Thursday, June 14, 2012

Facebook, Henry Blodget & the Shleifer Effect

God bless Henry Blodget and his Business Insider concept. He's taken pieces from the Huffington Post and Gawker models and brought them to business media, a "journalism" market most would say is far too buttoned down for sensational style reporting. 

Well, it turns out business readers are just as big of suckers for tabloid headlines as any other group. I count myself in there, too. I confess to being an avid (perhaps too avid) follower of all Blodget posts on Business Insider. I'm not ashamed of it. The dude is smart and occasionally very insightful. (Following him on Twitter, however, will exhaust you. He can give the best teenage gossip girls a run for their money.) The piece he wrote for New York Magazine about Mark Zuckerberg, The Maturation of the Billionaire Boy-Man, was an impressive specimen of long form journalism. And he went deep on analysis and commentary (here) of Zuckerberg's letter to investors from Facebook's S-1 filing, to the benefit of anyone interested in understanding the CEO's motivations. Finally, he provided a sensible perspective on the whole sham of IPO pops with this article:  Everyone Who Thinks IPO "Pops" Are Good Has Been Brainwashed

But you must take Blodget's approach with a grain (or two...or three) of salt. You must recognize that his purpose is to entertain as much (or more so) as it is to inform with a journalist's rigor. Blodget's job is to give his audience that fix of instant analysis, irrespective of whether the facts queue up in a straight line.

Since I bought shares of Facebook (write up here), I've been particularly interested in his coverage there.  It's been a fun ride. Let's do a quick re-cap...

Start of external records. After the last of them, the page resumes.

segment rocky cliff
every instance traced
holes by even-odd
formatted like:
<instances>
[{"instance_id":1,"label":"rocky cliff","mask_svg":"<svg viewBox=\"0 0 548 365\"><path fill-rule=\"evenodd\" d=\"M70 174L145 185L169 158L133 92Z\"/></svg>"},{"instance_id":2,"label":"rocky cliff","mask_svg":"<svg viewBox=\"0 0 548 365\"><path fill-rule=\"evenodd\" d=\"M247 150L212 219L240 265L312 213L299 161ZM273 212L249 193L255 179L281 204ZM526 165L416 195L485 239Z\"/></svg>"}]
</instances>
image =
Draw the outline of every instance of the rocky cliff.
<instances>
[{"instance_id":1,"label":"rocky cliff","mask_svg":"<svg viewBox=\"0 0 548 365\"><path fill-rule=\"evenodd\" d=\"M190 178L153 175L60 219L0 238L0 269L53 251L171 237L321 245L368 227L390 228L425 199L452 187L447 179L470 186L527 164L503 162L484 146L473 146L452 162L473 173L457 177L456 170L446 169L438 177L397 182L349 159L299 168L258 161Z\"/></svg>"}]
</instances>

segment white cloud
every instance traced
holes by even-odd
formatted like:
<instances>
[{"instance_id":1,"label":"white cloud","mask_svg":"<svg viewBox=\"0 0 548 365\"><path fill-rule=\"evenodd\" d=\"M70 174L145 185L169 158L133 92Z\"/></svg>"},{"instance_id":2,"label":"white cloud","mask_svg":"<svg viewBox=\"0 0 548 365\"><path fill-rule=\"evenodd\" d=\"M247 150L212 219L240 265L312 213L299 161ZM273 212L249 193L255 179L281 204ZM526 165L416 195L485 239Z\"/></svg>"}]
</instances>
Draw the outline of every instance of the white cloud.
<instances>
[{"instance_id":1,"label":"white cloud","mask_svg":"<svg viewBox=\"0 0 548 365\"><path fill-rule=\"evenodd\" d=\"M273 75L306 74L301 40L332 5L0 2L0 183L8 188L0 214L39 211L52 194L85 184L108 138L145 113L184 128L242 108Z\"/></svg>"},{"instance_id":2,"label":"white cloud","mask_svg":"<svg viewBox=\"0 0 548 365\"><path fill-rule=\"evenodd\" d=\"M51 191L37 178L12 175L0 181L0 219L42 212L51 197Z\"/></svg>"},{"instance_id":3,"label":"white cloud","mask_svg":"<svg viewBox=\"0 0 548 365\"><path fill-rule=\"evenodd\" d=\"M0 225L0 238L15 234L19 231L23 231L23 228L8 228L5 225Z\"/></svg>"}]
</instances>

The latest was this story from the afternoon (caps are his): GOOD NEWS FOR FACEBOOK: Big Advertiser Says Performance of New Mobile Ads Is Very Promising. A positive news story, of course. But it's reversing course from his standing trend, as demonstrated by these headlines:

Blodget is a one man Shleifer Effect machine! In the course of a month he takes us from enthusiast to depressive and back again, spinning the story each time for maximum attention-grabbing affect. That's his spiel, and I don't fault him for it. But I do see his hyperactive approach as a microcosm for what traditional financial media does, just much slower turnaround. Blodget cycles from mania to depression a few times a day, eager for the clicks and agnostic to what might generate them. Traditional financial media works in slower waves, but they're no less captivated by the prevailing mood and only slightly less eager to portray complex issues as absolutely bad or absolutely good.